FAO and ADEPT should keep working together to empower African diaspora organizations by promoting diaspora-inclusive policy dialogue in countries of origin and strengthening capacities of diaspora agripreneurs and associations. FAO’s technical expertise on migration, agriculture and rural development coupled with ADEPT’s wide range of diaspora networks, can facilitate policy dialogue among diaspora networks, policy makers, and private sector of selected countries of origin and boost agribusiness skills trainings for diaspora and families in rural areas of origin, with special attention to women and youth.
– In your view, what unexplored role could or should ADEPT and/or its members play in development?

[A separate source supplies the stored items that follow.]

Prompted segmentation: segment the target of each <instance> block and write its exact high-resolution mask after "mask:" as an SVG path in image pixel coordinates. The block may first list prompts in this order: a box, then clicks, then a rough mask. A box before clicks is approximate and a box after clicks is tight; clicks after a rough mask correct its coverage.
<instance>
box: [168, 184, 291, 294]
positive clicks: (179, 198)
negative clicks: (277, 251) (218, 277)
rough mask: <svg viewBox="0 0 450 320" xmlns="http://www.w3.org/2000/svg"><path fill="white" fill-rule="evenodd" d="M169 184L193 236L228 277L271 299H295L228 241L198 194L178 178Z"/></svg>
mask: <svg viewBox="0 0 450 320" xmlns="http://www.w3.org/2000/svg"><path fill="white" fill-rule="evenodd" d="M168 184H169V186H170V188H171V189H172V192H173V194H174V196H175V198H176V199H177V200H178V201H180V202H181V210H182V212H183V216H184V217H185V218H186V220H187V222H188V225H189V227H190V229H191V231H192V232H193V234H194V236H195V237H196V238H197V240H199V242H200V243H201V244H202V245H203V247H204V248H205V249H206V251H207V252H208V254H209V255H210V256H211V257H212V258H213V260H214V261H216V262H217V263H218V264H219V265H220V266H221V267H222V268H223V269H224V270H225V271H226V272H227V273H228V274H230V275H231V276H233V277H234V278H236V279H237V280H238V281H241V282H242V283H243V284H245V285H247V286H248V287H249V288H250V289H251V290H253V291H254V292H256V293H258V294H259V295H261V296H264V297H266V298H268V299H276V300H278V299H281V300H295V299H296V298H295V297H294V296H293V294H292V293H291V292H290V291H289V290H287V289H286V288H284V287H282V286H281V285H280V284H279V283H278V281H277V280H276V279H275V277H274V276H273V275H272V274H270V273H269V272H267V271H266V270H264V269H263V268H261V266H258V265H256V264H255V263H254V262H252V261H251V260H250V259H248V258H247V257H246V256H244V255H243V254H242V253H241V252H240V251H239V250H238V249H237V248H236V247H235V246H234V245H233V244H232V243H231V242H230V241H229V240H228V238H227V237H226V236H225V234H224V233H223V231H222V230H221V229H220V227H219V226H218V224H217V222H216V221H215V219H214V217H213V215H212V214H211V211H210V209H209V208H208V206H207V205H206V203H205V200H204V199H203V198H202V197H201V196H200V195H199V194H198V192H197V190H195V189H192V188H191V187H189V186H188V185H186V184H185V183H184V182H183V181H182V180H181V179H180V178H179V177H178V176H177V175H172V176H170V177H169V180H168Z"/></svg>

ADEPT is well positioned to keep advocating for the key role played by diaspora in socio-economic development of countries of origin and destination. In addition, ADEPT could further increase its efforts towards strengthening policy dialogue on diaspora-related matters as well as diaspora representation in decision-making processes in collaboration with International Organizations.
– Do you have a message for the African diaspora?
African diaspora play a vital role in countries’ socio-economic development but more efforts are needed to maximize the impact of their activities. Responses require multi-stakeholder partnerships, including diaspora associations, International Organizations, and Governments, to bring diaspora voices in global fora as well as facilitate their inclusion in decision-making process.